Die japanische Premierministerin Sanae Takaichi bezeichnete den ersten Besuch des russischen Präsidenten auf den umstrittenen Inseln als völlig inakzeptabel. Putin bereiste Iturup, inspizierte Marineübungen und entfachte einen territorialen Konflikt, der seit dem Zweiten Weltkrieg andauert.

Ein historischer Besuch, der die Gemüter erhitzt

Der russische Präsident Wladimir Putin hat seit seinem Amtsantritt im Jahr 2000 zum ersten Mal die umstrittenen Kurilen besucht. Laut The Guardian landete der Staatschef auf der Insel Iturup (in Japan als Etorofu bekannt), wo er ein Krankenhaus besichtigte, sich mit Einwohnern traf und in einer Verarbeitungsfabrik Kaviar probierte.

Dieser Besuch löste in Tokio eine rasche Reaktion aus. Die japanische Premierministerin Sanae Takaichi bezeichnete den Schritt als völlig inakzeptabel und argumentierte, dass die Inseln historisch und nach Völkerrecht zu Japan gehören. Japans Außenminister Toshimitsu Motegi berief den russischen Botschafter in Japan, Nikolay Nozdrev, ein, um den offiziellen Protest auszudrücken.

Der historische Kontext des Konflikts

Für ausländische Beobachter ist es wichtig zu wissen: Die südlichen Kurilen (bestehend aus Etorofu, Kunashiri, Shikotan und der Habomai-Gruppe) sind eine vulkanische Inselkette zwischen Russlands Halbinsel Kamtschatka und der japanischen Insel Hokkaido. Sie wurden in den Endphasen des Zweiten Weltkriegs im August 1945 von der Sowjetunion besetzt, als Japan kurz vor der Kapitulation stand. Dieser Konflikt hat bis heute verhindert, dass beide Nationen einen formellen Friedensvertrag unterzeichnen.
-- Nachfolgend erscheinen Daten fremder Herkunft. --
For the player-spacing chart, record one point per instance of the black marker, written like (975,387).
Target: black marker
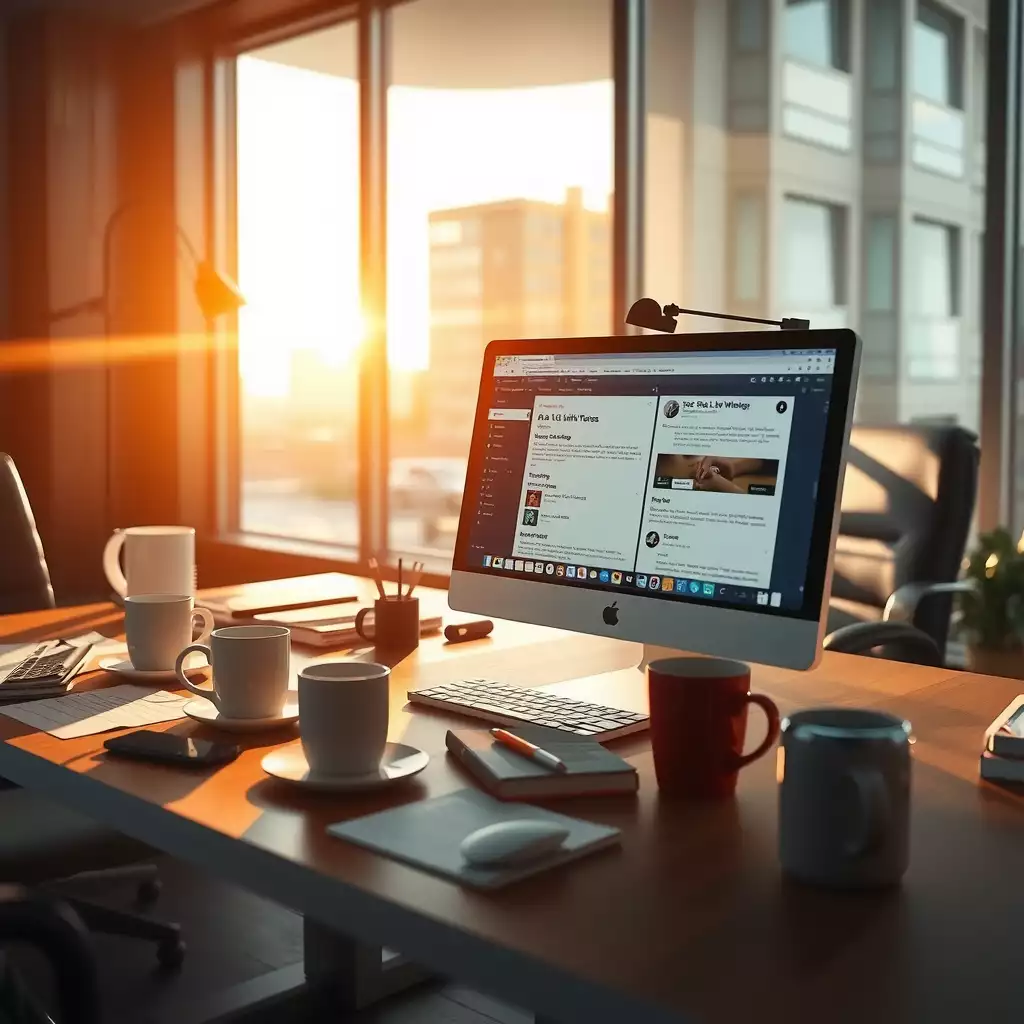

Vor der sowjetischen Besatzung lebten etwa 17.000 Menschen japanischer Herkunft auf dem Archipel. Heute werden die Inseln von schätzungsweise 20.000 russischen Bürgern bewohnt. Ein früherer Besuch von Dmitri Medwedew auf Kunashiri im Jahr 2010 hatte bereits für diplomatische Verstimmungen gesorgt.

Reichtum und strategischer Wert

Über den symbolischen und nationalistischen Wert hinaus haben die Inseln eine enorme strategische und wirtschaftliche Bedeutung. Die Inselkette garantiert den Zugang zu reichen Fischgründen und wertvollen Mineralvorkommen, die für die Entwicklung beider Großmächte im Nordpazifik von entscheidender Bedeutung sind.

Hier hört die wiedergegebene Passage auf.